President Bashar al-Assad's government was expected to make a statement later in the day on whether it accepts the temporary ceasefire advocated by UN-Arab League envoy Lakhdar Brahimi.
The Syrian authorities said on Wednesday they were still studying the plan, but Russia's envoy to the United Nations said Damascus had indicated to Moscow that it would agree to it.
China urged all sides to respect a ceasefire, an idea also backed by Syria's main regional ally Iran, but there was no sign on the ground of any let-up in the violence on the eve of Eid al-Adha, the biggest feast on the Muslim religious calendar.
Syrian troops pounded Harasta, near Damascus, with tank and rocket fire, killing five people, after rebels overran two army roadblocks on the edge of the town, on the main highway from the capital to the north, opposition campaigners said.
Rebels tried to maintain pressure on two army bases on main roads leading to the contested city of Aleppo, a key prize in the 19-month-old uprising against Assad's authoritarian rule.
"No one is taking the ceasefire seriously," said Moaz al-Shami, an opposition activist in Damascus.
"How can there be a ceasefire with tanks roaming the streets, roadblocks every few hundred metres and the army having no qualms about hitting civilian neighbourhoods with heavy artillery? This is a regime that has lost all credibility."
Even if Assad accepts a truce, there may be no unified response from Syria's fractured opposition. Some armed groups have said they will abide by a ceasefire. Others, including the Islamist militant Al Nusra Front, have rejected it.
In Aleppo, where opposition activists reported more fighting and shelling, the rebel Shining Aleppo Division said it would observe the ceasefire despite "doubts over the credibility of the regime" if Assad stopped moving armoured units, halted air raids and released thousands of prisoners held without trial.
War crimes
Brahimi's predecessor, former UN chief Kofi Annan, declared a ceasefire in Syria on April 12, but it soon became a dead letter, along with the rest of his six-point peace plan.

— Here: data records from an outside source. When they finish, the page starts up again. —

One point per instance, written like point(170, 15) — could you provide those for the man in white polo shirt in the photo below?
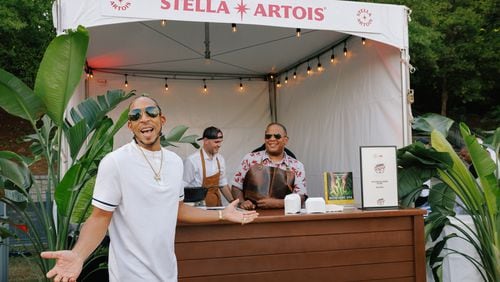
point(138, 197)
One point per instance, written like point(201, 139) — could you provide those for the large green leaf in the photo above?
point(60, 72)
point(88, 116)
point(82, 208)
point(65, 190)
point(18, 99)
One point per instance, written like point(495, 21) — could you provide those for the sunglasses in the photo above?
point(136, 114)
point(276, 136)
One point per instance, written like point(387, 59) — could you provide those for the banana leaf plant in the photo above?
point(77, 137)
point(480, 199)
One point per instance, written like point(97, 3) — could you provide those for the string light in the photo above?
point(320, 67)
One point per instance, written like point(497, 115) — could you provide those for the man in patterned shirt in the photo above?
point(274, 156)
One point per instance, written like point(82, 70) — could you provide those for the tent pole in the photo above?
point(405, 91)
point(272, 99)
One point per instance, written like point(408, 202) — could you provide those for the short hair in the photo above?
point(146, 96)
point(278, 124)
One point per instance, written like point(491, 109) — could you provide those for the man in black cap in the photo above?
point(207, 168)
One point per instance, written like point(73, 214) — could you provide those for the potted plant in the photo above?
point(86, 130)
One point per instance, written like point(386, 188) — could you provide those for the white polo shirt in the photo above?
point(142, 228)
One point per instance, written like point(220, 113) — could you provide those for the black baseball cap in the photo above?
point(211, 132)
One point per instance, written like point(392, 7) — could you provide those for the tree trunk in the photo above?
point(444, 97)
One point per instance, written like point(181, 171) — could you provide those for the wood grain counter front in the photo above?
point(347, 246)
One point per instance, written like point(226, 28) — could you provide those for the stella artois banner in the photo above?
point(381, 22)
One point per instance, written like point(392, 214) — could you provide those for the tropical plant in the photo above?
point(479, 199)
point(78, 137)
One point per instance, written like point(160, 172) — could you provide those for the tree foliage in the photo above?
point(453, 45)
point(26, 30)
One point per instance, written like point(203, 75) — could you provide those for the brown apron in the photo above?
point(213, 197)
point(267, 182)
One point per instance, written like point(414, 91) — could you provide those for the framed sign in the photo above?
point(379, 187)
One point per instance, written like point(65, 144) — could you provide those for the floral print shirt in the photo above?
point(288, 163)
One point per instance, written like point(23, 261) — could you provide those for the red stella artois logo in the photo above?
point(364, 17)
point(297, 12)
point(120, 5)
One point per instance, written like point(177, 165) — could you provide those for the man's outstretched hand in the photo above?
point(230, 213)
point(68, 265)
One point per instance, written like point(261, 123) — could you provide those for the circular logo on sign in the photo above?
point(364, 17)
point(120, 5)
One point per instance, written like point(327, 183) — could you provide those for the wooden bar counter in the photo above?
point(384, 245)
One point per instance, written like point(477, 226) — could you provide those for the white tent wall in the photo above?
point(354, 102)
point(242, 115)
point(358, 100)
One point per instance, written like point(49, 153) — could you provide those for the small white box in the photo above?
point(315, 205)
point(292, 203)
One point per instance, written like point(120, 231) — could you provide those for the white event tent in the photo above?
point(359, 99)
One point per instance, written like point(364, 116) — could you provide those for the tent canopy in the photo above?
point(360, 99)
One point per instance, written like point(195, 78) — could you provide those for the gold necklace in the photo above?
point(157, 174)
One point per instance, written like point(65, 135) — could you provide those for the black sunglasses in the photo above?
point(277, 136)
point(136, 114)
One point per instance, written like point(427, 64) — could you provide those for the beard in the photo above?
point(138, 140)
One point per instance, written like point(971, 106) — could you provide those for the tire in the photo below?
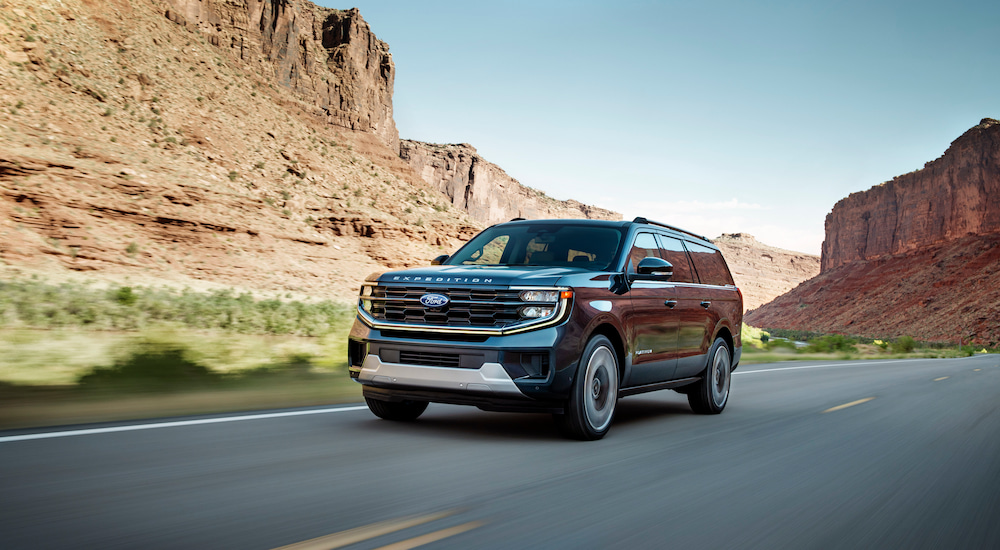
point(594, 395)
point(711, 393)
point(403, 411)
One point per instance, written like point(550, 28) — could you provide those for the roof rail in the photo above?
point(651, 222)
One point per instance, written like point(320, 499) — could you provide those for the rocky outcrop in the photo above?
point(763, 272)
point(918, 255)
point(330, 58)
point(951, 197)
point(483, 189)
point(941, 293)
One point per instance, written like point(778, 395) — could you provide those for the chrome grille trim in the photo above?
point(472, 317)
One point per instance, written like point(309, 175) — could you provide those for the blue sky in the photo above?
point(717, 116)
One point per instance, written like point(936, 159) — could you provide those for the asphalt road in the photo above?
point(913, 462)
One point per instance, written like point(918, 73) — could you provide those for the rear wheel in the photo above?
point(711, 393)
point(396, 410)
point(591, 406)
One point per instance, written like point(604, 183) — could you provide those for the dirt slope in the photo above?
point(937, 294)
point(763, 272)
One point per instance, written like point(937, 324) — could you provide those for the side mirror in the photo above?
point(654, 269)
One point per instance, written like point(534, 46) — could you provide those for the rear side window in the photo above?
point(645, 246)
point(673, 251)
point(711, 268)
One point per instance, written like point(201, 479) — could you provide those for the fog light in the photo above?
point(534, 312)
point(539, 295)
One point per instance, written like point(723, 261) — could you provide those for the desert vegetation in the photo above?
point(767, 345)
point(123, 351)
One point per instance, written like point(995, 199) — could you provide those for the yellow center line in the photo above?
point(432, 537)
point(851, 404)
point(358, 534)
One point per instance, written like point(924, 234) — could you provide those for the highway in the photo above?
point(876, 454)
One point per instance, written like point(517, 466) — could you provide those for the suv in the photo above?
point(559, 316)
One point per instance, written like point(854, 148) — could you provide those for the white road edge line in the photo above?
point(156, 425)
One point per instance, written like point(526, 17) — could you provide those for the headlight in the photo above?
point(534, 312)
point(540, 296)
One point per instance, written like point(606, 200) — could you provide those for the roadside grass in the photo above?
point(75, 353)
point(767, 346)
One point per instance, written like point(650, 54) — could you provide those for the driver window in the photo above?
point(644, 246)
point(489, 254)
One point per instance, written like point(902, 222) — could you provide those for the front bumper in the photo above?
point(529, 369)
point(490, 378)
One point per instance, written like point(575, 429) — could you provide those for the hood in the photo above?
point(472, 275)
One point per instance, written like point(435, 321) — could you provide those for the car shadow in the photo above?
point(453, 421)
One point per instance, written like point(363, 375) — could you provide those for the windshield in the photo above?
point(568, 245)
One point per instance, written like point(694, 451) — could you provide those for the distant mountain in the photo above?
point(919, 255)
point(764, 272)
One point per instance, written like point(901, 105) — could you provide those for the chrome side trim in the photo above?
point(491, 377)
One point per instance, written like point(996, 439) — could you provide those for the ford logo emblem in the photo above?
point(434, 300)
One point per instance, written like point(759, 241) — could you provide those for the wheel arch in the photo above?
point(727, 336)
point(611, 333)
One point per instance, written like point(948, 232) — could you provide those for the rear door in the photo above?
point(654, 334)
point(708, 300)
point(689, 314)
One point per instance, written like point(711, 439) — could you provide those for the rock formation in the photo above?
point(918, 256)
point(330, 58)
point(764, 272)
point(953, 196)
point(940, 294)
point(483, 189)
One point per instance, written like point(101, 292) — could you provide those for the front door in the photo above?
point(654, 339)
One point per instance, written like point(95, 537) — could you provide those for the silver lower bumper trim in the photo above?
point(490, 378)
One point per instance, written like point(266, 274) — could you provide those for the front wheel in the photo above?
point(591, 405)
point(396, 410)
point(710, 394)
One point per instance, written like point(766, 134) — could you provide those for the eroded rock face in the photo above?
point(941, 293)
point(951, 197)
point(330, 58)
point(917, 256)
point(763, 272)
point(483, 189)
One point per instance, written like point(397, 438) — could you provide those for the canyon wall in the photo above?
point(763, 272)
point(918, 255)
point(329, 58)
point(483, 189)
point(951, 197)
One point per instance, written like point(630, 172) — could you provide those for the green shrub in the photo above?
point(904, 344)
point(832, 343)
point(152, 365)
point(37, 304)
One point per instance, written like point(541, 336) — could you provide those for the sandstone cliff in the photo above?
point(483, 189)
point(135, 147)
point(763, 272)
point(938, 293)
point(918, 256)
point(951, 197)
point(329, 58)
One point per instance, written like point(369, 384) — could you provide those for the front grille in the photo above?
point(430, 359)
point(468, 307)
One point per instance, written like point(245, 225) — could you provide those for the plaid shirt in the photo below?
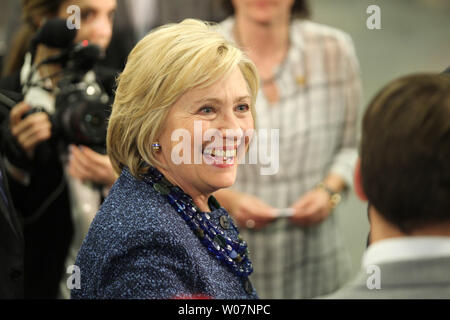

Violence has intensified since then, with daily death tolls compiled by opposition monitoring groups often exceeding 200.
"Harasta is being pummelled by tanks and rocket launchers deployed on the highway. The rebels are putting up a fight and it does not seem the army will be able to enter the town this time," said a Damascus resident, who gave his name as Mohammed.
Assad's force pushed into Harasta a month ago in an operation which opposition activists said killed 70 people.
In Geneva, UN war crimes investigators said they had asked to meet Assad to seek access for their team, which has been excluded from Syria since it began work a year ago. There was no word on how the Syrian leader would respond.
The inquiry led by Brazilian expert Paulo Pinheiro has been investigating atrocities by both sides in the conflict
In their latest report in August, the investigators said that Syrian government forces and allied militia had committed war crimes including murder and torture of civilians in what appeared to be a state-directed policy.
In Harasta, an opposition group described the town as a "disaster zone" after the shelling. "An (army) roadblock had been set up next to the main bakery. There is no water, no food, no medicine and prolonged power cuts," it said in a statement.
Activists also reported army artillery on the town of Anadan northwest of Aleppo. To the southwest of the city, rebels have been surrounding army barracks at the town of Orum al-Sughra, on the road between Aleppo and the Turkish border.
Assad's forces appear to have curbed a two-week-old rebel offensive against an army base at Wadi al-Deif to the south, near Maarat al-Numaan on the Aleppo-Damascus highway.
Rebel commanders said an armoured column sent to defend the base 10 days ago had arrived near Maarat al-Numaan despite rebel attacks. The column, now deployed just south for the town, is bombarding rebel forces operating near Wadi al-Deif.